Claude Bernard, réveille-toi ! Demande à ceux qui nous dirigent une définition précise des rôles de chacun ; incite-les à plus de vivacité d’esprit et de sens des priorités sanitaires ; empêche-les de ne penser qu’à leur image et à parler au nom du principe de précaution ; explique-leur qu’il faut prioriser les efforts en se basant sur des critères cliniques notamment pour se débarrasser enfin des médicaments anciens dangereux ; dis-leur que l’avenir de l’évaluation est européen et que la France doit redevenir leader en faisant un travail rapide et de qualité sur les nouveaux médicaments plutôt que de s’épuiser sur des modifications sémantiques des vieilles AMM nationales. Claude Bernard, propose-leur une valorisation de la fonction d’évaluateur, une modernisation de la pharmacovigilance grâce à la pharmaco-épidémiologie qui s’appuie sur des outils informatiques modernes ; rappelle-leur que les industriels du médicament, ceux sans qui rien ne serait possible, méritent non des égards mais du simple respect : une charte devrait engager les agences à expliquer clairement leurs décisions, à tenir des délais raisonnables, à aider concrètement au développement des nouveaux médicaments, à répondre rapidement et précisément aux questions légitimes et à décider dans un souci permanent d’équité.
Enfin, Claude Bernard, tu nous as appris à tirer des leçons de nos expériences.

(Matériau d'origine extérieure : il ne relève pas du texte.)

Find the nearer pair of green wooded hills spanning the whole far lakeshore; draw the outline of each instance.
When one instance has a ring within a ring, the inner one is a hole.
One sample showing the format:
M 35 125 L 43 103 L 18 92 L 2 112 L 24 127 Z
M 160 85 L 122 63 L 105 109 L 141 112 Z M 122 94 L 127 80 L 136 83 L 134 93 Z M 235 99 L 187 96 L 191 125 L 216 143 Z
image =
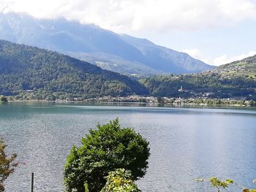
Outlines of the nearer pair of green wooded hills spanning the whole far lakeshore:
M 16 99 L 168 96 L 256 100 L 256 55 L 197 74 L 123 74 L 50 50 L 0 40 L 0 94 Z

Faisons-le en étant homogène et rigoureux dans nos décisions mais aussi en améliorant la formation des prescripteurs et le contrôle des prescriptions. Il y va de la qualité des soins donnés aux malades.
* Service de médecine interne hôpital Lariboisière, Professeur de Thérapeutique Université Paris-Diderot, ancien (dernier !) vice-président de la commission d’AMM de l’ANSM. Tribune parue dans le numéro 9210 du « Quotidien ».